父が仕事の鬼で母も家計を助けるためにパートに出たりして、姉と兄は歳が離れているのであまり家にいないとなると、友人と外で遊んだ後、家に帰って来ると、独りで過ごすことが多くなります。そうしたとき、僕は家にあるもので何らかの遊びをするわけですが、先に述べたように僕には「自分用に買ってもらったものがない」、つまり年上の家族用のものしかないわけですから、当然ながらそういう本などを読むことになります。その中で僕の一番のお気に入りは図鑑でしたが(イラストが多いため)、文章は容赦なく漢字で書いてあります。そこで僕は、それを読むために、小学校に入る前から漢字を読めるようになりました。
また、もうひとつのお気に入りは、百科事典でした。昭和期を過ごした読者の方であればご存じでしょうが、当時の家庭には、必ずと言っていいほど、重厚な百科事典が置いてあったものです。僕の父は見栄っ張りでしたので、自分では読みもしないのに、全二〇巻にも及ぶ箱入りの百科事典を客間に飾っていました。その、一冊一冊ですら子供の僕には箱から取り出すのも大変な事典を、暇潰しに読んでいました。これは実に最高の暇潰しになるのですよ。ある項目を見ると、知らない言葉ばかりで文章が構成されているので、それらの言葉を調べると、また知らない言葉が出て来るのでそれをまた調べ──という風に、無限に暇潰しが出来るのです。

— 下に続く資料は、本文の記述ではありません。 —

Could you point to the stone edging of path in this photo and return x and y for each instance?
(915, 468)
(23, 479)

特に誰も教育してくれるわけでもない家庭で、僕はこのようにして子供時代を過ごしました。
PROFILE 多田 将(ただ しょう)
1970年、大阪府生まれ。京都大学理学研究科博士課程修了。理学博士。京都大学化学研究所非常勤講師を経て、現在、高エネルギー加速器研究機構・素粒子原子核研究所、准教授。加速器を用いたニュートリノの研究を行う。著書に『すごい実験 高校生にもわかる素粒子物理の最前線』『すごい宇宙講義』『宇宙のはじまり』『ミリタリーテクノロジーの物理学〈核兵器〉』『ニュートリノ もっとも身近で、もっとも謎の物質』(すべてイースト・プレス)がある。